Paradoksalnie jednak starcie to może mieć pozytywne konsekwencje na przyszłość. Przypomina bowiem, że tak skuteczne narzędzie pozyskiwania wyborców jak programy socjalne może czasem obrócić się przeciwko ich autorom. PiS zmienił system redystrybucji dochodu narodowego, kierując jego strumień również bezpośrednio do kieszeni obywateli. Opierając to jednocześnie na narracji sukcesu: wzrostu gospodarczego i malejącej dziury budżetowej. To suma mająca dawać Polakom poczucie stabilizacji, psychologiczne przekonanie, że państwo troszczy się o ich bezpieczeństwo.
To lepsze samopoczucie obywateli pozytywnie odbijało się w sondażach i wskaźnikach zadowolenia Polaków. Zwłaszcza że nowy proces redystrybucji dochodu nie wywoływał dotąd skutków ubocznych w postaci podwyższenia podatków czy innych cięć. Jeżeli więc całościowy bilans jest na plus, wszystko wydaje się być w porządku. A jeżeli jest w porządku, to gotówkowy „system dawania szczęścia" można twórczo rozwijać w miarę politycznych potrzeb. 300+ na każdego ucznia to kontynuacja takiego sposobu myślenia, który stanowi kojący okład na doraźne polityczne problemy.

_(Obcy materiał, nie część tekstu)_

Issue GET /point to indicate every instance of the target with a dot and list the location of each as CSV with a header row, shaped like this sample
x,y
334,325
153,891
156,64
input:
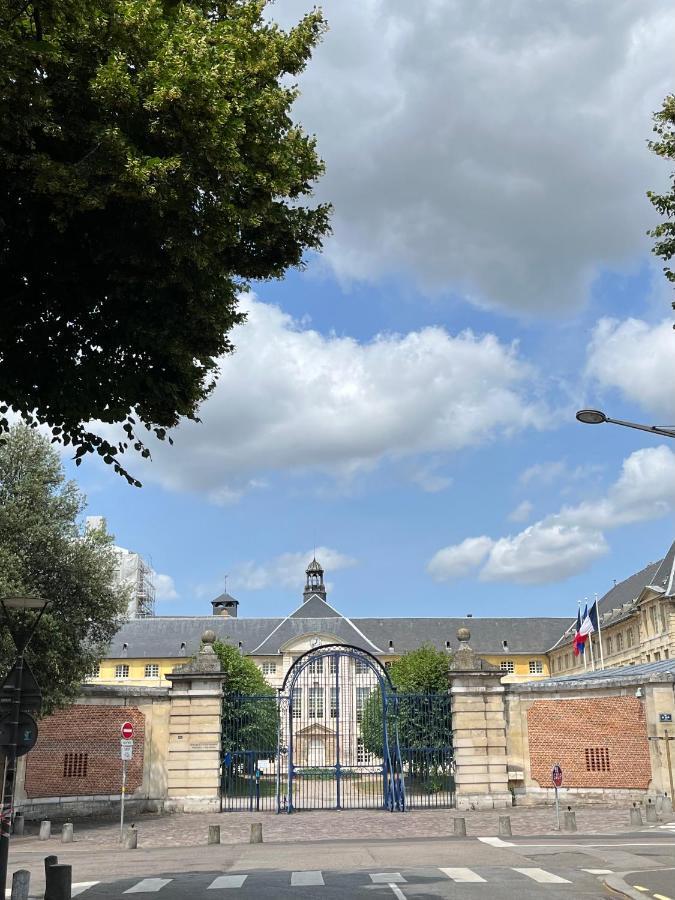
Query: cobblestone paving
x,y
190,830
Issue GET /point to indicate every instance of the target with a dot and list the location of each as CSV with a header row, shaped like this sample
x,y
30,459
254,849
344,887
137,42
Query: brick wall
x,y
599,742
78,753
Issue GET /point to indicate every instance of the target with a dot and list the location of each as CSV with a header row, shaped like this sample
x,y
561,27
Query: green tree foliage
x,y
421,713
250,717
45,553
664,146
149,168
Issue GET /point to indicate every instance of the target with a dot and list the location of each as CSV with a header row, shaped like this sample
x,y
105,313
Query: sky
x,y
405,405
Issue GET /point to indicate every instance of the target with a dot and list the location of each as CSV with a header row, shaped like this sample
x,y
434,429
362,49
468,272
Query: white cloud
x,y
292,399
454,562
165,589
567,542
495,148
522,512
638,359
287,570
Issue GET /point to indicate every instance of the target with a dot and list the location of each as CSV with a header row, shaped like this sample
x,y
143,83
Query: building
x,y
145,651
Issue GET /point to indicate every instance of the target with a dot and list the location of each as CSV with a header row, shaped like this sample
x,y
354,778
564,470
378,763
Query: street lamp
x,y
11,697
597,417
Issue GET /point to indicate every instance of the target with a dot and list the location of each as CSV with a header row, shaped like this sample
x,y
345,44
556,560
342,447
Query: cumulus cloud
x,y
492,148
522,512
636,358
454,562
288,569
291,399
567,542
165,589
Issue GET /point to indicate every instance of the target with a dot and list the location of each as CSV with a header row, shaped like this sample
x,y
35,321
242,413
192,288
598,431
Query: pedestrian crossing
x,y
195,882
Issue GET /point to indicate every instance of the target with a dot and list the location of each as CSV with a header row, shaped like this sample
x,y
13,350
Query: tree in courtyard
x,y
149,169
664,146
420,710
250,719
44,552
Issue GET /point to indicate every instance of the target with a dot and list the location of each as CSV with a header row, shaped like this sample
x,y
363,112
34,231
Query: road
x,y
479,867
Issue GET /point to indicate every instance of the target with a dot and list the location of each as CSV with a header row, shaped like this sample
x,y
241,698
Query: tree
x,y
44,552
149,170
664,146
250,718
419,712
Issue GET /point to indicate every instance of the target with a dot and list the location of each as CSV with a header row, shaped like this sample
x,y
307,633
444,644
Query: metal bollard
x,y
59,882
20,884
635,815
505,826
570,820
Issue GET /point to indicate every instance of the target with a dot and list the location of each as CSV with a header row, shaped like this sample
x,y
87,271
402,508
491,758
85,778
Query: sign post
x,y
556,778
126,752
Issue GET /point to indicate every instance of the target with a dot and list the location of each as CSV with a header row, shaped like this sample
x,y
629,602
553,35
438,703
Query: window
x,y
315,666
362,694
75,765
315,703
652,618
597,759
297,703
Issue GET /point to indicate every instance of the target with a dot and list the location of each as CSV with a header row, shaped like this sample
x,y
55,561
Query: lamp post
x,y
13,687
597,417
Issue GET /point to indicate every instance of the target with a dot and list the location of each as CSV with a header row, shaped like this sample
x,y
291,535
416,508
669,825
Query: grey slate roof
x,y
161,636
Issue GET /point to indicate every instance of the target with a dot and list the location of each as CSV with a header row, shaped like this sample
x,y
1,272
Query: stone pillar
x,y
478,730
193,760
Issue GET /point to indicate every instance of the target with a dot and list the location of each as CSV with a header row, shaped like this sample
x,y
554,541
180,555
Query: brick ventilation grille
x,y
597,759
584,736
78,753
75,765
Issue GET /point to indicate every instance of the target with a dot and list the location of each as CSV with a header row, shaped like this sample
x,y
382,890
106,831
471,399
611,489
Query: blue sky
x,y
406,404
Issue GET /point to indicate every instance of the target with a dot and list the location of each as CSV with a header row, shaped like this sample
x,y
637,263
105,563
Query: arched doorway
x,y
338,733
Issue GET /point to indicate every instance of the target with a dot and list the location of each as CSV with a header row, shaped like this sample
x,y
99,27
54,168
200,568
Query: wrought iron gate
x,y
337,736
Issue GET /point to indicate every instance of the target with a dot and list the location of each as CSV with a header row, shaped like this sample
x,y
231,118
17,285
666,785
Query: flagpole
x,y
602,655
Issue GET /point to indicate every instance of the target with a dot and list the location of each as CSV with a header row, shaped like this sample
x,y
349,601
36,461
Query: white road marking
x,y
227,881
542,876
82,886
306,878
148,886
462,875
496,842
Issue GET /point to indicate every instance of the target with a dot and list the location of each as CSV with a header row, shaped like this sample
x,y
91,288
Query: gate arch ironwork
x,y
336,735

I właśnie takie podejście bezwzględnie rewidują dziś opiekunowie niepełnosprawnych i ich wysokie żądania finansowe. Bo nagle okazuje się, że system redystrybucji ma swoje ograniczenia, o czym najwyraźniej zapomniano.
Kiedy kilka lat temu z roszczeniami niepełnosprawnych starł się premier Donald Tusk, protestującym nawet nie przyszło do głowy, aby żądać tak wiele. 500 zł w żywej gotówce po wyrównaniu renty socjalnej budziłoby wręcz społeczne zdziwienie.
Dziś protestujący nie tylko śmiało formułują tego typu żądania wobec rządu, ale też – ich skala nikogo nie razi. Zadziwia raczej postawa rządu; jak to się dzieje, że PiS, który obiecał opiekować się obywatelami, nie chce wyciągnąć ręki do jednej z najsłabszych grup społecznych?